A news report about a growing wildfire always triggers concern for folks on the road and away from home.
But omitting the precise, or at least the general, location is a faux pas (to use a delicate French term) that seems to be growing in radio news reports with fires and other disasters, notes Grumpy Editor after hearing a top-of-the-hour ABC News account about a wildfire in California’s San Diego County.
Nowhere in the 30-second piece early yesterday afternoon did ABC correspondent Alex Stone mention the location of the blaze that caused evacuations and “at least 20 homes are gone, burned to the ground.”

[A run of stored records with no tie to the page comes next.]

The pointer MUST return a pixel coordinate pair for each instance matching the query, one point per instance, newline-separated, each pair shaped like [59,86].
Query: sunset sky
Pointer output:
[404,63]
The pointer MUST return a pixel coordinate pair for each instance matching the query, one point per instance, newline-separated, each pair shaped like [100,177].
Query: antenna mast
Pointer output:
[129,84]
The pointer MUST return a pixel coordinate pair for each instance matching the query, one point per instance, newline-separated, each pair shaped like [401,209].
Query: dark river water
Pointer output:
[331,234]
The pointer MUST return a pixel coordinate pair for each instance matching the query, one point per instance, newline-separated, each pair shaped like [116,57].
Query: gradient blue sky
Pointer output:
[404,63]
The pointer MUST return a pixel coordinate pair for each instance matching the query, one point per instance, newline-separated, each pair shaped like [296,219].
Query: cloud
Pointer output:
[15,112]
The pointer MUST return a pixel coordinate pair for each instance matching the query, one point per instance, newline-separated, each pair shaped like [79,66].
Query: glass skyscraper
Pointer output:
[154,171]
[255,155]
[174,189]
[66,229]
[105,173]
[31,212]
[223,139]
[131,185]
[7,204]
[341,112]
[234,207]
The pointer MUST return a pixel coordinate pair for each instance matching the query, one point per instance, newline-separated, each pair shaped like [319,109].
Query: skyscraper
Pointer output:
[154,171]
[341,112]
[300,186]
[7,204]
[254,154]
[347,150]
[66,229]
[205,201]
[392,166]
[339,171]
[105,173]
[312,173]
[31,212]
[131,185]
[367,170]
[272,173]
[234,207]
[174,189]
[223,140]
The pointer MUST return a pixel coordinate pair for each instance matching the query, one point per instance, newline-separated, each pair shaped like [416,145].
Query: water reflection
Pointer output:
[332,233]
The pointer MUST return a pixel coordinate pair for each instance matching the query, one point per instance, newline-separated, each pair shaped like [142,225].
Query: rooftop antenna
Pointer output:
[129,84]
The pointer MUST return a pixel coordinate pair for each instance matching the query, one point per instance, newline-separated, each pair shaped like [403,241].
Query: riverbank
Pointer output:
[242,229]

His report opened with “San Diego County.” But that’s as far as it went in pinpointing the location.
San Diego County, in the southwest corner of California, is the state’s second most populous with 3.1 million residents. Major cities are San Diego, Chula Vista and Oceanside.
The county, spanning 4,525 square miles, extends from the Mexican border to Orange County.
Only clue in the ABC radio report was that the fire was in a rural location stemming from a short quote from an evacuating resident who said he “loaded up the horses.”
The lack of pinpointing continued today with a noon on-the-hour ABC News radio report noting only that the fire was "in San Diego County."
Meanwhile, U-T San Diego, said the fire, which started early Sunday afternoon, was near the Campo Indian Reservation in eastern San Diego County. Campo is near the Mexican border.
Officials yesterday said the fire had burned 2,000 acres and 80 homes continued to be threatened.